Please explain,  how does the collector tank thermo siphon back to the collector if there is also an outlet to domestic hot water?  Perhaps what you describe is a closed loop between collector and tank with heat exchanger to transfer heat to water supply. Also can an upright style water heater be used safely in a horizontal position?
To be honest I had some far fetched notion that I could put a thermostat controlled two way valve/pump arrangement and dump unused hot water to a zone of radiant and then mix the return back in to the cold water supply at the collector plate intake.   That sounds way ambitious but I am concerned about overheating etc... when domestic hot water use is at a minimum (say like 3 AM).   Don't really need a tank belching steamy waste heat out of pressure relief valves and wasting heat and water.
Questions, questions.  One of my surfing amigos is a seasoned boiler and radiant installer (though not a big wood burning fan) so I do have technical backup.  your thoughts and/or references to other threads or links would be most welcome.


----------



## Sandor (Dec 31, 2007)

Waverider,

Check out this site:. pdf warning. 

http://www.yukon-eagle.com/Portals/0/manuals/Hot%20Rod%20Manual%20(Revised).pdf

(for some odd reason, you need to cut and paste the url above into your browser for it to work)


This is actually a manual for the Hot Rod water heater system, but it works on the same concept as to what you are trying to do.
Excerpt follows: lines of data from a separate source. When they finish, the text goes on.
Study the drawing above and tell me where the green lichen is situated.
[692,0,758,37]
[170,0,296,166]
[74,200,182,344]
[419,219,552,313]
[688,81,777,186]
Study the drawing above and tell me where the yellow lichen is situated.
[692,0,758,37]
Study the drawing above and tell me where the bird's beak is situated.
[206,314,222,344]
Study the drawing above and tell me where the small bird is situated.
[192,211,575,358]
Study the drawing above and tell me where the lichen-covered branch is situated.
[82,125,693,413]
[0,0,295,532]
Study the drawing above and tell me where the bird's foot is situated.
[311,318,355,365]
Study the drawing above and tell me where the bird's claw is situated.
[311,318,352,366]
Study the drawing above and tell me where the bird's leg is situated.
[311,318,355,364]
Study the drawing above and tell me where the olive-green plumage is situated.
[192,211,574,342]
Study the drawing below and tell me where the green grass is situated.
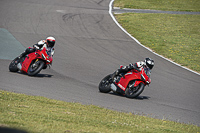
[114,0,200,12]
[0,90,200,133]
[115,13,200,72]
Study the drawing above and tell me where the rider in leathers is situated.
[112,58,154,79]
[17,37,55,69]
[19,37,55,59]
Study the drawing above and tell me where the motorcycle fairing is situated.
[22,52,38,72]
[115,69,149,91]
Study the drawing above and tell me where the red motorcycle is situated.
[99,66,151,98]
[9,48,53,76]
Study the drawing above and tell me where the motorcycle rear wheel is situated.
[9,57,19,72]
[125,81,145,98]
[28,60,45,76]
[99,74,112,93]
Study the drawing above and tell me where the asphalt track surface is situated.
[0,0,200,125]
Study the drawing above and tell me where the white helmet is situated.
[46,37,56,48]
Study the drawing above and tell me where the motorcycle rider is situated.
[112,58,154,80]
[18,36,56,62]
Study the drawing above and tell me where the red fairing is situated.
[21,48,53,73]
[115,68,151,91]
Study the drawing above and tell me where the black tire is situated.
[28,60,45,76]
[99,74,112,93]
[125,81,145,98]
[9,57,19,72]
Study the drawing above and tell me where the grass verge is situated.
[114,0,200,12]
[0,90,200,133]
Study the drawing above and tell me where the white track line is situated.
[109,0,200,75]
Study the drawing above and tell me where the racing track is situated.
[0,0,200,125]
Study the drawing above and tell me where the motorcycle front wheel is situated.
[9,57,19,72]
[99,74,112,93]
[28,60,45,76]
[125,81,144,98]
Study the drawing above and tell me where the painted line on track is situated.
[109,0,200,76]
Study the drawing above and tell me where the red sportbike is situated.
[9,48,53,76]
[99,68,151,98]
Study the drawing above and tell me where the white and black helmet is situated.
[46,37,56,48]
[144,58,154,69]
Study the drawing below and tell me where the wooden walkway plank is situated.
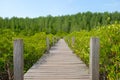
[24,39,90,80]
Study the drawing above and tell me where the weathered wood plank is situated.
[13,39,24,80]
[89,38,100,80]
[24,39,90,80]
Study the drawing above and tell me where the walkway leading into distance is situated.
[24,39,90,80]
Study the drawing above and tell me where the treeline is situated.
[0,12,120,35]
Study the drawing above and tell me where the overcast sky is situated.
[0,0,120,17]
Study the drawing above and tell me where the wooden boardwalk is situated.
[24,39,90,80]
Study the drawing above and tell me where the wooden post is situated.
[46,38,50,52]
[89,38,100,80]
[13,39,24,80]
[72,37,75,46]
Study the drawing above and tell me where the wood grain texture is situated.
[24,39,90,80]
[13,39,24,80]
[89,37,100,80]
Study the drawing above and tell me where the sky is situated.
[0,0,120,18]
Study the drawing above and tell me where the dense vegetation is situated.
[0,12,120,80]
[0,12,120,35]
[66,24,120,80]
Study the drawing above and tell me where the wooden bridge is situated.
[24,39,90,80]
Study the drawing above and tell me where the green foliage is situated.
[66,24,120,80]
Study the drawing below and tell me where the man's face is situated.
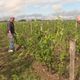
[10,17,15,22]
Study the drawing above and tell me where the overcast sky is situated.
[0,0,80,17]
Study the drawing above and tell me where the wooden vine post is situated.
[69,16,80,80]
[69,40,76,80]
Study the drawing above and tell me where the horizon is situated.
[0,0,80,18]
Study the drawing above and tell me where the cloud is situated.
[0,0,80,16]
They also strongly recommend that you do not use a pumped system.

Go to page 12 and look at figure 2. What they call a tempering tank can just be a water heater. You need a unit with two heating elements, upper and lower. Plumb the output from the heating loop to the top element orifice, and the lower element to the return. Plumb this "preheater" to the regular water heater as usual. 

Studying this link will give you some guidelines and a good place to start. Since your setup will be unique, there will be some trial and error involved. Looks like a fun project!


----------



## waverider (Jan 2, 2008)

I'm going to sleep on this idea for a bit and take a look around at hot water heaters.  I'd like to use a tank that is relatively compact - hence easier to elevate and place between the collector and the hot water heater.  
I'll let you know if and when I get to beta testing.  I'm mulling over how best to set up the tempering tank to test the performance of the collector - Want to put it in place, fill it and crank up the stove.  Theoretically, if the tank and collector are filled and the hot water output of the tempering tank that would normally feed the primary HW heater is left open (not connected to anything) I could safely test run the system without risk of pressurization. Then the performance of the system could be determined by measuring water temperature at the hot water output of the tempering tank.  

Thanks for the references.

Doug Simmons


----------



## Sandor (Jan 2, 2008)

Sounds like you have plan Doug.

Please keep me posted!


----------